Небольшой отряд солдат стоял на страже у дверей. Они были молоды, как и большинство гвардейцев, но эти выглядели особенно зелеными. Они излучали напряженную неистовую энергию щенка, разучивающего первый трюк, их осанка была слишком прямой, а взгляд – слишком нетерпеливым. Они будут выслуживаться, чтобы произвести впечатление на своего нового капитана. Было почти унизительно вспоминать себя такой же – жаждущей угодить начальству.
Уна шагнула вперед с непоколебимой уверенностью. Даже тени отпрянули от нее и прыгающего света ее фонаря. Дежурный гвардеец – мальчик, в котором Рен узнала сержанта Уилсона, – смотрел на Уну со сдержанным благоговением. Его ботинки стукнули друг о друга, когда он отдал ей честь.
– Капитан Драйден. Что я могу для вас сделать?
– Вы можете идти, сержант. – Она произнесла эти слова с ледяным превосходством, способным соперничать с самой Изабель. – Королева приказала мне и лейтенанту Сазерленд подготовить заключенного к завтрашнему дню.
– Глаза – очень нежная часть тела, – серьезно добавила Рен. – Их можно травмировать, допустив малейшую ошибку. Вы не поверите, сколько жидкости в глазу.
Один из молодых гвардейцев позеленел от подступившей тошноты. Уилсон продолжал отдавать честь, его губы подергивались, розовая кожа покраснела, словно он забыл, как двигаться.
– У вас есть письменный приказ королевы?
– Я только что от нее, – ответила Уна. Затем с привычной снисходительностью она спросила: – Вы сомневаетесь в решении ее величества?
– Н-нет, – запинаясь, пробормотал он. – Просто…
– Что просто?
– Хм… дело в том, что она всегда отдает приказы через письма. Статья восемьдесят седьмая пункт «А» Военного устава Дану гласит… каждый, кто покинет пост, вне зависимости от причины, попадет под трибунал.
Уверенность в правилах и знакомые ритмы декламации придали ему сил – голос стал тверже. Он звучал набожно, как будто ему была доверена какая-то божественная цель. Рен жалела его так же сильно, как и завидовала ему. Ее жизнь была бы намного проще, если бы она так же уважала власть.

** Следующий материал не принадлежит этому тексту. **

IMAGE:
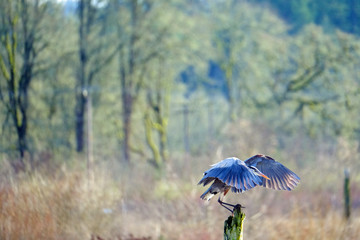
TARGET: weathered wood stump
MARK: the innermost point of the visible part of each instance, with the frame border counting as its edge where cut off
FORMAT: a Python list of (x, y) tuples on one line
[(233, 226), (347, 200)]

– Майор Герман сказала, что это особая миссия, я не покину свой пост ни при каких обстоятельствах, – добавил он. – Учитывая такое громкое обвинение, я никому не могу доверять.
Улыбка Уны стала шире.
– Вы обвиняете меня в чем-то?
– Что? – Он побелел от испуга. – Нет! Я хотел сказать… нет, мэм. Никогда.
– Тогда мне стоит напомнить вам, что согласно статье семьдесят шесть устава любой, кто умышленно не подчиняется законному приказу офицера или ведет себя неуважительно, будет отдан под трибунал. Так что же это будет, сержант? Трибунал за неподчинение или за оставление своего поста?
При этих словах остальные члены подразделения тревожно зашептались. Рен наблюдала, как вращаются шестеренки в голове Уилсона, и увидела пришедшее осознание, что для этой ситуации не существует протокола. Он выглядел совершенно подавленным.
Уна демонстративно оглядела его униформу и цокнула языком при виде недостающей пуговицы на мундире.
– Кто же ваш командир? Майор Герман? Мне стоит посоветовать ей поддерживать более железную дисциплину. Если бы ты был под моим командованием, то не пронес бы нюхательный табак в такой униформе.
Уилсон хлопнул ладонью по оскорбительно пустому месту.
– Я собирался зашить его завтра! Клянусь.
– И как вы думаете, что сделает майор Герман, когда услышит, что ее подчиненный не только не исполняет приказ старшего по званию, но и позорит тем самым ее подразделение?